New law: Companies preparing for significant company law changes
Monday 11th May 2015
Companies are preparing for significant changes to company law from April 2015 through to 2017, by checking which parts of the new law apply to them, when each rule is due to come into force and what they need to do now.
Companies need to start preparing for significant changes under new company law coming into force over the next few years, many of which are designed to improve disclosure and transparency by UK companies
Register of Persons with Significant Control (PSCs)
From January 2016 every UK company limited by shares or guarantee (except public companies already subject to the listed company Disclosure and Transparency Rules) must maintain a PSC register giving details of people with significant control over the company.
This means any registerable individual (or in some cases, any ‘registerable relevant legal entity’) with an interest in more than 25 per cent of the company’s shares or voting rights, or who otherwise exercise significant influence or control over the company or its board.
Companies have a duty to take reasonable steps to identify those persons it knows or suspects have significant control over it. Companies should ensure they develop procedures for doing this – including identifying provisions in agreements with third parties which may mean those third parties are PSCs. Individuals and entities with significant control must also identify themselves to the company.
From April 2016 information about PSCs must be filed at Companies House on the new annual confirmation statement, which will replace the annual return.

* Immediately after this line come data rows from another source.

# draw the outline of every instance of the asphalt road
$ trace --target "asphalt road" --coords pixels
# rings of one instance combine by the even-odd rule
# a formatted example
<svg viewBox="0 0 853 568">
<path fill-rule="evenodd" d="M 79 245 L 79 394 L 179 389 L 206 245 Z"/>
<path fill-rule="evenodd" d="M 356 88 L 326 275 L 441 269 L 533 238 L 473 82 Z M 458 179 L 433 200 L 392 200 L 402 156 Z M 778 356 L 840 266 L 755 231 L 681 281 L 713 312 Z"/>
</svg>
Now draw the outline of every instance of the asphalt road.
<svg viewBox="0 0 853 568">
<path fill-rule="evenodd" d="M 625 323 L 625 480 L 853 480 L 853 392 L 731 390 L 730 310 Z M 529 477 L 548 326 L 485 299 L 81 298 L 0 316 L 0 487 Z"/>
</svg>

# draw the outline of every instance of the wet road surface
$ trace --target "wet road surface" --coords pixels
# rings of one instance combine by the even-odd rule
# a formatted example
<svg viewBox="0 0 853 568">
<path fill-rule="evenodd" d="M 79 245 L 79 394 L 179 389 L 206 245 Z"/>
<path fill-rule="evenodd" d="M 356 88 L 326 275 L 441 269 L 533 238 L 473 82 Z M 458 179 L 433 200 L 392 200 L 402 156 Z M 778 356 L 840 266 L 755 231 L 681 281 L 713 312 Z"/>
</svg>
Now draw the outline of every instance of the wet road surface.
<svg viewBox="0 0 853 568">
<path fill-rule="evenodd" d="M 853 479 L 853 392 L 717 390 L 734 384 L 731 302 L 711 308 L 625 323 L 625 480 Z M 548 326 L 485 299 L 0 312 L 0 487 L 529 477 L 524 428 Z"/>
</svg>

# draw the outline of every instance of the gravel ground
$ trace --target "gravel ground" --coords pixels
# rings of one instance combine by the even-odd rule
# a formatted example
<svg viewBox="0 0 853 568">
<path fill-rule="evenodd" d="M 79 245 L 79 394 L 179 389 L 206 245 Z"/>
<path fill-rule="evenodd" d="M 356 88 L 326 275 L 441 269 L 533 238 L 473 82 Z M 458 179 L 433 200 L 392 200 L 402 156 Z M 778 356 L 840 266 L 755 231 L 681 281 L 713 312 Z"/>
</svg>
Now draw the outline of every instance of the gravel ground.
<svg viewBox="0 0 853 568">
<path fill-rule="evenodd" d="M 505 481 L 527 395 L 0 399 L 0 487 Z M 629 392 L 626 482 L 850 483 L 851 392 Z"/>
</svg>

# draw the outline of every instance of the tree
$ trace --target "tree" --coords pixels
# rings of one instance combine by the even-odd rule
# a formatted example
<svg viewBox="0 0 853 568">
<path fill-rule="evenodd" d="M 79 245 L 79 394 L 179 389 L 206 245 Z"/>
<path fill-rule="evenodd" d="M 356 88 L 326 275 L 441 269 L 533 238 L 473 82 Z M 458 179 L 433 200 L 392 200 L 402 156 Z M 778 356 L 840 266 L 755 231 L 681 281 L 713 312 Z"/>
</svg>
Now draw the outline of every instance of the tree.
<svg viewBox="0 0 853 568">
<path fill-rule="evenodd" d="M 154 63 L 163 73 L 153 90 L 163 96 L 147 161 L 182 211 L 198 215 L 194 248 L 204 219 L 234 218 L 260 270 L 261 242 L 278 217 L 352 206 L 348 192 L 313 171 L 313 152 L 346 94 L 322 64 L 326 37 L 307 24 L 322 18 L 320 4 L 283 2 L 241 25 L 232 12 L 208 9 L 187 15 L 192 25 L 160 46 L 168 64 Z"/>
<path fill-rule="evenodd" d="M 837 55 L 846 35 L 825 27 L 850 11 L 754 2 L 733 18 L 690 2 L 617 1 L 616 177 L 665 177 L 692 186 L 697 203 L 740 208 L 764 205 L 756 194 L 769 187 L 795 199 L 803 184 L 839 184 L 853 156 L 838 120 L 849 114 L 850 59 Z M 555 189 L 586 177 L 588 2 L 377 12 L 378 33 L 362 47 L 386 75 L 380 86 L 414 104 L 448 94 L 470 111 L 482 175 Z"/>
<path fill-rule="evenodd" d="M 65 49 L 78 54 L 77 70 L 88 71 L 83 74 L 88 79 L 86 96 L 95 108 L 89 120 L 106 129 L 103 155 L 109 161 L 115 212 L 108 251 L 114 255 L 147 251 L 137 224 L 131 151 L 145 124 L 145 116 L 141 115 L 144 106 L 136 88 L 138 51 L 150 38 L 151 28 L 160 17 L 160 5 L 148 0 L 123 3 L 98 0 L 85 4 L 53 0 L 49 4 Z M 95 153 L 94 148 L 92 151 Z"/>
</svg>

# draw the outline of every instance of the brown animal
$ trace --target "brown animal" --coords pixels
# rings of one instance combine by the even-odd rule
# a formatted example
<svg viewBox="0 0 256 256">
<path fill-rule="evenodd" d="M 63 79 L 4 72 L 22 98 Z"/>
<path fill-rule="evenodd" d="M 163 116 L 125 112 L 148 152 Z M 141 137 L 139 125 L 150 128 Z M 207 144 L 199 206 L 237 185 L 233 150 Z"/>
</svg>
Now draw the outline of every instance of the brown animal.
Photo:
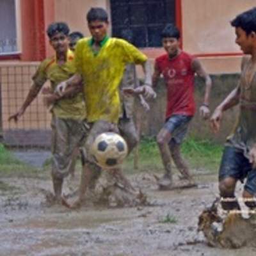
<svg viewBox="0 0 256 256">
<path fill-rule="evenodd" d="M 219 199 L 199 216 L 198 231 L 202 231 L 209 245 L 237 248 L 243 246 L 256 247 L 256 215 L 244 219 L 239 212 L 220 216 Z"/>
</svg>

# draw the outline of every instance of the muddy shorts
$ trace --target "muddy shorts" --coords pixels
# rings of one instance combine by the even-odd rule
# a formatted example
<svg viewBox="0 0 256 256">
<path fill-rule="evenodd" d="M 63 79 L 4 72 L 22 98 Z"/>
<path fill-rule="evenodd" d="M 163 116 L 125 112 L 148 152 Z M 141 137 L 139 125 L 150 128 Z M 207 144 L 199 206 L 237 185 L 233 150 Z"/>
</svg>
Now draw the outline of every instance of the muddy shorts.
<svg viewBox="0 0 256 256">
<path fill-rule="evenodd" d="M 63 178 L 68 175 L 73 153 L 82 147 L 88 132 L 85 121 L 52 116 L 52 175 Z"/>
<path fill-rule="evenodd" d="M 188 130 L 193 116 L 183 115 L 173 115 L 166 120 L 163 127 L 172 134 L 170 142 L 177 144 L 182 143 Z"/>
<path fill-rule="evenodd" d="M 120 134 L 127 143 L 130 152 L 139 141 L 139 136 L 133 119 L 125 117 L 120 118 L 118 120 L 118 126 Z"/>
<path fill-rule="evenodd" d="M 243 151 L 234 147 L 227 146 L 219 170 L 219 180 L 232 177 L 242 182 L 246 178 L 244 190 L 251 195 L 256 195 L 256 169 L 253 169 Z"/>
</svg>

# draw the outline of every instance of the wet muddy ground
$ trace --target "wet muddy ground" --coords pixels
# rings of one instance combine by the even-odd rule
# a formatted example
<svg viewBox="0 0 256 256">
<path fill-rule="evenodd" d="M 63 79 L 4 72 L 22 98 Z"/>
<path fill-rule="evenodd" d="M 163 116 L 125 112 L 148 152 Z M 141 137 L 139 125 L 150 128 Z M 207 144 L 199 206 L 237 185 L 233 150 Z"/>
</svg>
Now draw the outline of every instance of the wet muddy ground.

Corporate directors abolished
Corporate directors (when one company is a director of another) will be prohibited from October 2015, with a 12-month transitional period for existing companies which already have corporate directors. The new rules will apply even if the company’s articles allow corporate directors, and whatever the articles say about the quorum at directors’ meetings. Companies should review their articles. There will be exceptions when corporate directors will be allowed - the government is still consulting on what these will be.
Bearer shares abolished
Bearer shares will be prohibited from 26 May 2015 (with a nine month transitional period for companies to replace existing bearer shares). Bearer shares are rare in UK companies – companies affected by this change will know who they are.
Annual returns replaced
Annual returns will be replaced by annual ‘confirmation statements’ from April 2016. Companies will need to review their procedures and, if they use secretarial software, that it can cope with the new statements.
The ‘central register’
From April 2016, private companies will be able to elect to keep their statutory registers (including the new PSC register) at Companies House on a ‘central register’, instead of keeping their own registers. However, this will make more information available to the public than if they keep their own registers.
New liabilities for directors
The new law also significantly extends the grounds for disqualifying directors, including taking their conduct in relation to non-UK companies into account. It also increases their liability on insolvency generally.
Directors’ consents to act
From October 2015, directors no longer need to provide consent to act on appointment. Instead, Companies House will write to new directors notified to it by companies, and alert them to the notification. If the director does not consent they can object to Companies House.
Statements of capital
The statements of capital on certain Companies House forms will be simplified from April 2016.
Unauthorised registered office
From April 2016 Companies House will be able to change the public record if it can be shown that an address is being used as a registered office address without authority from the owner of occupier.
Companies should take advice on which parts of the new law apply to them, when they are due to come into force and what they need to do.